Use an External GPU on Raspberry Pi 5 for 4K Gaming

After I saw Pineboards 4K Pi 5 external GPU gaming demo at Maker Faire Hanover, I decided it was time to set up my GPU test rig and see how the Pi OS amdgpu Linux kernel patch is going.

GLmark2 running on Pi 5 with AMD RX 460 external GPU

I tested it out on a livestream over the weekend, but I thought I'd document the current state of the patch, how to apply it, and what else is left to do to get full external GPU support on the Raspberry Pi.

Hardware setup for an external PCI Express GPU

external AMD RX 460 running on Raspberry Pi 5

There are a few different routes you can go to physically plug a graphics card into a Pi 5.

My preferred setup is this JMT External Graphics Card stand that uses Oculink with an M.2 to Oculink adapter (included).
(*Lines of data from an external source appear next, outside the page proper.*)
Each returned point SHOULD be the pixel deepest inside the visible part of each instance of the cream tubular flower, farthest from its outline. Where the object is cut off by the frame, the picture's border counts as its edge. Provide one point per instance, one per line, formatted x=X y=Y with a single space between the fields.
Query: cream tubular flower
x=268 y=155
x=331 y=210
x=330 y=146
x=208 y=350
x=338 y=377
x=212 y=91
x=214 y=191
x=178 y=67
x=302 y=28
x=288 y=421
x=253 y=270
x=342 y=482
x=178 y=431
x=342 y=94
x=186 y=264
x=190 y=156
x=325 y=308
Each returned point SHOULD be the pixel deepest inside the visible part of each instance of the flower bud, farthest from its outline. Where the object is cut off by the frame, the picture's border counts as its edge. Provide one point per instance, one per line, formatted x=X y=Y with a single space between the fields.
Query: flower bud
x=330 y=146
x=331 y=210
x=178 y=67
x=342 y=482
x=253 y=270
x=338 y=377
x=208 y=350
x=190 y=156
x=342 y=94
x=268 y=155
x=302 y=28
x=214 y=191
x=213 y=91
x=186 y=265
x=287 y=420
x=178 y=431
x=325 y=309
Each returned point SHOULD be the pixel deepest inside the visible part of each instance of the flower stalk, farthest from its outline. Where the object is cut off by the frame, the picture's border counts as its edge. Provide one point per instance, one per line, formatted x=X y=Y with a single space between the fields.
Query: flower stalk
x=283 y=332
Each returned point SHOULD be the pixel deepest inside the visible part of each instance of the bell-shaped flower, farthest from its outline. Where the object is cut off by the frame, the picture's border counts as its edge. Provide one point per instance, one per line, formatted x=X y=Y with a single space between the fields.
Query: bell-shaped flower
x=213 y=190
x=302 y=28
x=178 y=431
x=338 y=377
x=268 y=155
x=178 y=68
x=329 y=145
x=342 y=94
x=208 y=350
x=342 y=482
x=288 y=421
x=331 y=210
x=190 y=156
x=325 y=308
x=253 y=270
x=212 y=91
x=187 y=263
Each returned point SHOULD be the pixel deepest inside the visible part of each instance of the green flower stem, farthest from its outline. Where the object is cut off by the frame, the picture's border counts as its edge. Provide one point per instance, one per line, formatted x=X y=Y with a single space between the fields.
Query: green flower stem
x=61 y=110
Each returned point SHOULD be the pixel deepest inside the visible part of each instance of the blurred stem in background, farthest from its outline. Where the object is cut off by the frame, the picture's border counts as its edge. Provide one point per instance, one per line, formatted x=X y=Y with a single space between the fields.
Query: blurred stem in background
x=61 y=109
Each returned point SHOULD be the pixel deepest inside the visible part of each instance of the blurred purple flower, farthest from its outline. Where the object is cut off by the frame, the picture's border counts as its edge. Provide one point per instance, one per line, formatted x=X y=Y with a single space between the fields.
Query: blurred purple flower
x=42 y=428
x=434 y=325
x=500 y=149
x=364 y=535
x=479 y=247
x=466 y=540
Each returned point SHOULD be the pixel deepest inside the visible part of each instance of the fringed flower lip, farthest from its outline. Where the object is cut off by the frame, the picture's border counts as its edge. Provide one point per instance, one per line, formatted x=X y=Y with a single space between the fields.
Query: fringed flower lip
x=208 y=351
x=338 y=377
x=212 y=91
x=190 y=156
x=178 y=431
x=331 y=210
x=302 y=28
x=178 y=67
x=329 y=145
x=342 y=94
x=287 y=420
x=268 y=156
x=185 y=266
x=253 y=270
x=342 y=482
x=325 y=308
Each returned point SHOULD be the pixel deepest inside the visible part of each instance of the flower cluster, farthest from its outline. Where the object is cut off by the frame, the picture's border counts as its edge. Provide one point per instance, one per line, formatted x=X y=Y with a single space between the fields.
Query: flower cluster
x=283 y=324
To use it, you also need an Oculink cable, and those together run $80.

On top of that (or more specifically, on top of the Pi), you need a HAT that converts the PCIe FFC connection on the Pi 5 to an M.2 slot, and my choice is the Pineboards HatDrive! Bottom, though there are tons of other options. That adds on another $20 or so.

The other option is to skip the external GPU stand entirely and mount it right on top of the Pi 5. You can do that with the uPCIty Lite, which is $30, and has an open-ended x4 PCIe slot.

That takes care of the PCIe signaling—but you also need to provide adequate power.

The Pi's PCIe FFC only supports up to 5W of power output. Regardless of the HAT you choose, you'll need to provide adequate power to the slot (up to 75W), and usually also to the card you insert into it (via PCIe ATX power connectors—requirements vary by card).

For that, I'm using this LIAN LI 750W SFX PSU, which has adequate power and cabling to supply power to the PCIe riser—or the uPCIty's 4-pin 12V CPU power intput, as well as to the graphics card's supplemental PCIe power jack.

If you choose uPCIty Lite, or some other method that doesn't have a 24-pin ATX power input like the graphics card stand I'm using, you'll also need a way to force your ATX power supply to turn on, like this ATX 24-pin Power Switch—or a jumper placed across the appropriate pins on the connector.

Choosing a card and Getting PCIe Gen 3

With the PCI Express slot ready to go, you need to choose a card to go into it. After a few years of testing various cards, our little group has settled on Polaris generation AMD graphics cards.

Why? Because they're new enough to use the open source amdgpu driver in the Linux kernel, and old enough the drivers and card details are pretty well known.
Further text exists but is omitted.